Ayasha’s POV
“Mas, tidak perlu khawatir. Saya sudah menemukan cara untuk membatalkan perjodohan kita.”
“Saya akan memberi kesempatan pada pria lain yang mencintai saya.”
Lagi-lagi aku asal bicara. Tidak sepenuhnya asal, sih, aku memang mulai mencoba membuka hati untuk Pak Rayyan.
Siang ini, Pak Rayyan datang membawa makan siang untuk aku dan Pak Abi, lalu kami makan bersamanya di pantry. Di tengah makan bersama, Pak Abi izin menerima panggilan telepon.
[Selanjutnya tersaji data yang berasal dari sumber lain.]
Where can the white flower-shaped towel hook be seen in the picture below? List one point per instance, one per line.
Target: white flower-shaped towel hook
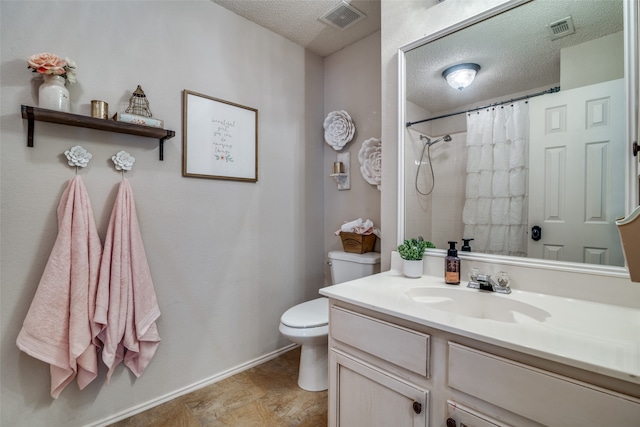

Pak Rayyan bilang, dia makan siang di sini karena aku selalu menolaknya. Kemarin, dia sengaja mengajak Lita agar bisa pergi bersamaku dan hari ini dia rela jauh-jauh ke sini untuk sekedar makan siang bersamaku meski harus bersama Pak Abi. Dia melakukan semua ini karena ingin punya kesempatan untuk lebih dekat lagi denganku.
Mas Dion terdiam sesaat setelah mendengar ucapanku.
“B—bagus. Siapa? Maksud saya, siapa pria yang mencintai kamu?”
“Mas nggak perlu tahu.”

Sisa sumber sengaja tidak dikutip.